鷹の“アキレス腱”になる危険性 甲斐拓也は盤石も…混沌とする“2番手捕手”争い

Full-Count 福谷佑介

2022.2.27(日) 06:50

福岡ソフトバンク・九鬼隆平(左)と海野隆司※写真提供:Full-Count(写真:藤浦一都)
福岡ソフトバンク・九鬼隆平(左)と海野隆司※写真提供:Full-Count(写真:藤浦一都)

直近の対外試合3試合で投手陣は36安打26失点を喫している

■オリックス 8ー4 福岡ソフトバンク(オープン戦・26日・宮崎)

 26日に宮崎市の生目の杜運動公園で行われたオリックスとのオープン戦に4-8で敗れた福岡ソフトバンク。先発の千賀、2番手の和田と開幕ローテ当確の主力投手2人が計15安打8失点と、昨年のパ・リーグ王者に打ち込まれる展開に。対外試合3連敗となったチーム状況で気がかりなのが、正捕手の甲斐拓也捕手に続く“2番手捕手”の争いだ。

 開幕投手に決まっている千賀は2回に5安打を集中されて4失点。2番手の和田も4回と6回に2点ずつ失い、リードを広げられた。指揮官は両投手に「『まだ1か月ある』じゃなく『もう1か月しかない』と思って状態を上げていってもらいたい」と注文をつける一方で「もっともっとバッテリーで話して試合に挑まないと」と、スタメンマスクを被った海野隆司捕手にも苦言を呈していた。

 福岡ソフトバンクには東京五輪で金メダル獲得にも貢献した甲斐が正捕手として君臨し、その座は揺るがない。ただ、甲斐1人で1年間を戦えるかは分からない。怪我などに備えた2番手捕手は重要だ。昨季までは高谷裕亮がいたものの、現役を退き、2軍バッテリーコーチに就任。ここを埋める存在として海野、九鬼といった若い捕手の成長は不可欠なのだ。

 23日の埼玉西武戦では九鬼がスタメンマスクを被り、海野が途中出場。24日の千葉ロッテ戦では海野が1試合を通じて出場し、この日のオリックス戦では海野がスタメン、途中からは九鬼がマスクを被った。
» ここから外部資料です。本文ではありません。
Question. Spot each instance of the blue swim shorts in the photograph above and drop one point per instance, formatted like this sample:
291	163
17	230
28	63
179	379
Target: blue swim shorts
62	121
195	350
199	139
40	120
この3試合で投手陣は36安打を浴びて、26失点と大量失点が続いている。

オリックス戦は千賀、和田で計8失点「もっともっとバッテリーで話して試合に挑まないと」

 すでに、24日の千葉ロッテ戦後に藤本監督は「昨日の九鬼でも言いましたけど、海野も高い球打たれているんだからもっとジェスチャーで見せるとか、もっと広くとかジェスチャーが足らなかったと思います。甲斐だったら、それくらいすると思います。甲斐が1年、怪我なくできるか分からない。2番手を試しているわけだから、アピールしてくれないと分からない。渡邉、谷川原もいる。その辺も競争させていこうかなと思っています」と語っていた。

 1日オフを挟んでのオリックス戦だったが、再び「千賀や和田、東浜の球を受ける時に、投げる前にちょこっと話をしただけじゃね。ローテに入る実績ある投手なんだから、今日は何を試したいか、そういう話をもっともっとバッテリーで話して試合に挑まないと。ある程度はやっているとは思うけど、もっと綿密にやってもらいたい。思うところはあって、バッテリーコーチにはお願いしておきました」と語り、コーチも含めた捕手陣への苦言が続いている。

「2番手のキャッチャーは課題ですからね」という藤本監督。現状、正捕手の甲斐を脅かすどころか、B組にいる渡邉陸や谷川原健太らに割って入る余地すら与えかねない2番手捕手争い。甲斐がもし怪我でもしたら……。鷹の“アキレス腱”になりかねない危険性をはらんでいる。